Por que a promessa de dinheiro exige atenção
Um dos principais sinais de alerta nesse tipo de golpe é a exigência de pagamento antecipado para receber um prêmio, benefício, indenização ou quantia supostamente disponível.
Quando uma pessoa recebe uma comunicação inesperada afirmando que tem dinheiro para receber, é importante verificar diretamente com a instituição mencionada na correspondência antes de realizar qualquer transferência.
Dados bancários, documentos pessoais e informações de cartões também não devem ser fornecidos antes da confirmação da autenticidade do contato.
Outro cuidado importante é desconfiar de situações em que o responsável pressiona a vítima para pagar imediatamente, alegando que a oportunidade será perdida caso o depósito não seja realizado rapidamente.
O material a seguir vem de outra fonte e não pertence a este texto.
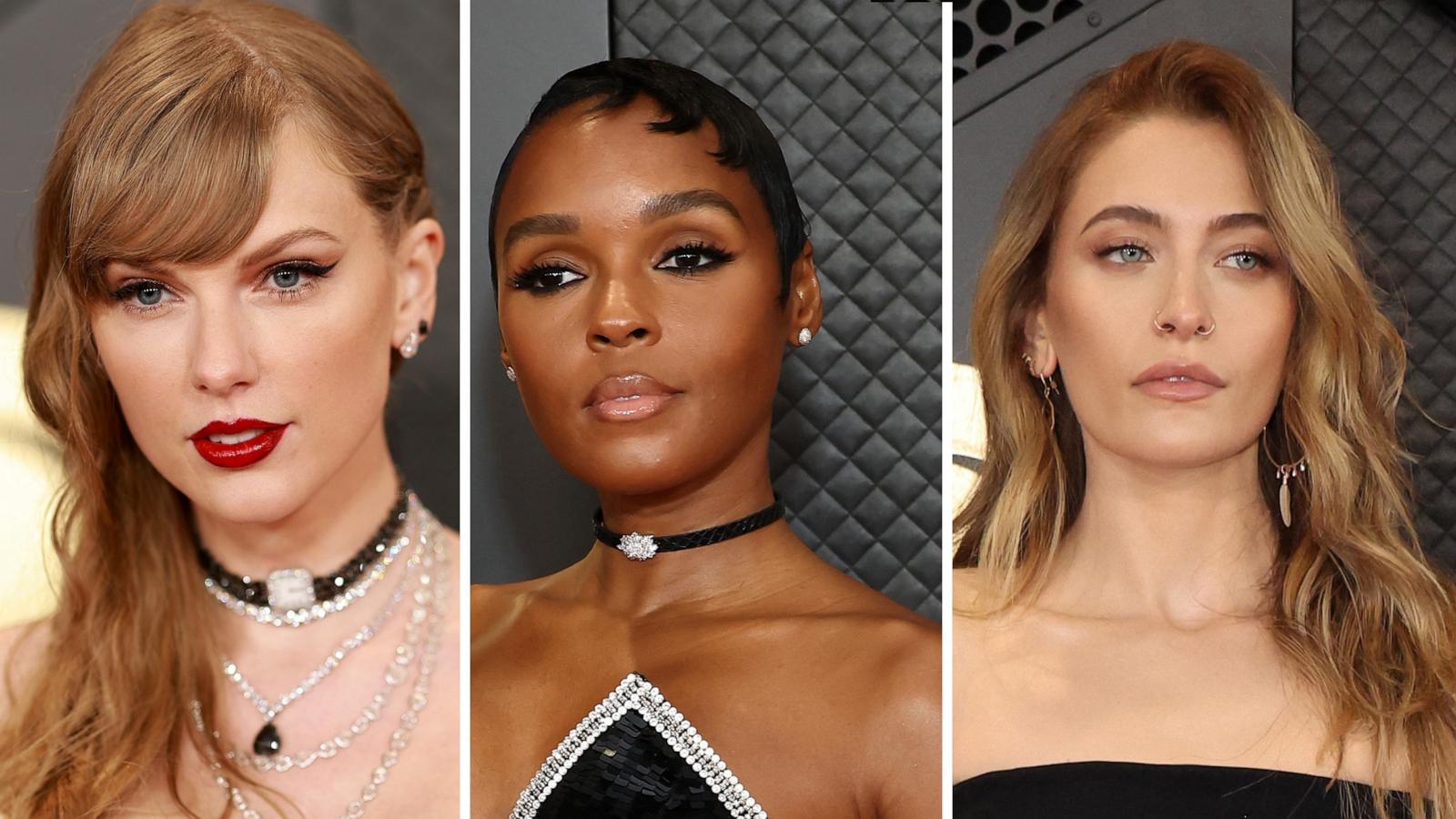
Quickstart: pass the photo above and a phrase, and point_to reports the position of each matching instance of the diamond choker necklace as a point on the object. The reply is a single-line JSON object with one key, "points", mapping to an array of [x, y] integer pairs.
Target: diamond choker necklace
{"points": [[295, 595], [642, 547]]}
Familiares podem ajudar a evitar novos golpes
O acompanhamento de familiares também pode reduzir os riscos, especialmente quando idosos recebem correspondências ou contatos envolvendo movimentações financeiras fora da rotina.
Antes de realizar pagamentos, a orientação é buscar uma segunda opinião e confirmar a origem da cobrança por canais oficiais.
No caso investigado na Bahia, justamente a promessa de receber uma quantia em dinheiro teria sido utilizada para convencer as vítimas a desembolsarem valores antecipadamente.
A apreensão de computadores, recibos e documentos poderá indicar se o esquema atingiu um número de pessoas maior que as 14 vítimas já identificadas.